Monitoring Disk Usage

Hard disk capacities these days are large compared to the early days of computers. My first hard disk around 1987 or so was a whopping 10 MB housed in an external case the size of a shoe box. Except for certain use cases many people never fill disks to capacity and pay little attention to disk storage space. Typically I am no different although I tinker enough with computers to be aware of disk usage.

I noticed I had lost about 30 GB of space on the house network file server backup partition /dev/sdb1. Within another day that total increased to about 40 GB.

The backup strategy includes a set of cloned disks. Those disks are updated about every three days using a custom shell script based on rsync. The sudden disk changes happened within a day of the most recent clone disk backup. I could compare the affected partition between the two disks.

I spent significant time comparing files and directories looking for a root cause. No matter how I inspected and compared files I found nothing obvious.

I noticed a coincidental loss of data in the hourly rsnapshot backups. Coincidence does not mean causation. I never confirmed anything, but I suspected the hourly rsnapshot rotations corrupted, leaving a mess of broken hard links. Perhaps something peculiar such as inodes being mapped as used.

The loss of 40 GB of disk space should have been easy to find and that was not the case.

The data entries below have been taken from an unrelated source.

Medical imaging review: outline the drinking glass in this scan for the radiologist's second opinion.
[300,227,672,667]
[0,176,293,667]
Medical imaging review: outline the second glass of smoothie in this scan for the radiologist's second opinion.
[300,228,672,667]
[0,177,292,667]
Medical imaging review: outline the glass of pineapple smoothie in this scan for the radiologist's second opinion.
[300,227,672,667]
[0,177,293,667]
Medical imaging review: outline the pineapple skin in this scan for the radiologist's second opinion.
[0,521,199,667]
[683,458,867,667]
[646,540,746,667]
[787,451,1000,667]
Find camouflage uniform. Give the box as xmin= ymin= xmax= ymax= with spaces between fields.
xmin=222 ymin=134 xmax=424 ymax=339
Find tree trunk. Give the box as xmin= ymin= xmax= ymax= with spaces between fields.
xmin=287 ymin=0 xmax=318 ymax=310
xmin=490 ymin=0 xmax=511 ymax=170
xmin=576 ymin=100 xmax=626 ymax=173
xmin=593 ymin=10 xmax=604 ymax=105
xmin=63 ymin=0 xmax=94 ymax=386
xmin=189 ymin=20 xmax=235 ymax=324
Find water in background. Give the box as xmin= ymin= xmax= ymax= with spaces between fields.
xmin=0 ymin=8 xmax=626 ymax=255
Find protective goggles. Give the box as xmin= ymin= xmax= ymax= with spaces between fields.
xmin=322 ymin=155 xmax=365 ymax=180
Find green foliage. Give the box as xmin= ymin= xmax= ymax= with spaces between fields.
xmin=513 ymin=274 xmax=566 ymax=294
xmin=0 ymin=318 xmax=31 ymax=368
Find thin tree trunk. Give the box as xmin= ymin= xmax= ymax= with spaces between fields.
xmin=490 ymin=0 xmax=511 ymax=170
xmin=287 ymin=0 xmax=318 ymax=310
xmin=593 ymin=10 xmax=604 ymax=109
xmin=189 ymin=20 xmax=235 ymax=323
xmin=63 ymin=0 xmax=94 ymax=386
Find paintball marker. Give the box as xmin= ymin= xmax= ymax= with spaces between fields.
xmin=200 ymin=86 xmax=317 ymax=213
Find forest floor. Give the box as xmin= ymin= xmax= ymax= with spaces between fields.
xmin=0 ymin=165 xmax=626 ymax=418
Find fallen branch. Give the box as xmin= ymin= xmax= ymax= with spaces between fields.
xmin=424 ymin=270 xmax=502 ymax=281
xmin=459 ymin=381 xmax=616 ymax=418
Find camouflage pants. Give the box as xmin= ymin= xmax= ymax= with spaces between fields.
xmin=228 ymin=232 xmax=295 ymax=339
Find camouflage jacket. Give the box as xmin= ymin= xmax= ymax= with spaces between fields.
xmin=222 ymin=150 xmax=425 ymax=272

In response I wrote a shell script to monitor partition space, something to help beyond general daily observations. There are many disk and file monitoring utilities, but often I prefer and enjoy rolling my own remedy with a shell script. Often specialized utilities are designed to cover many use cases and can be overly complex. A shell script comfortably covers a single use case.

The script is not fancy. Through an hourly cron job the script sends the output of df -hTl | grep ^/dev/ | egrep -v “tmpfs|/mnt/|/media” | sort -V to a log file.

With the diff command the script compares that output to the previous recorded output. Any difference greater than 2% is reported in an email.

There are no nuisance emails unless I create large temporary files. Even then the emails are only hourly. I do not mind a few extra emails because the lost 40 GB of drive space likely will remain a mystery. I want to avoid repeating another such event. The goal is to investigate timely and hopefully pinpoint the root cause should a similar disk glitch happen.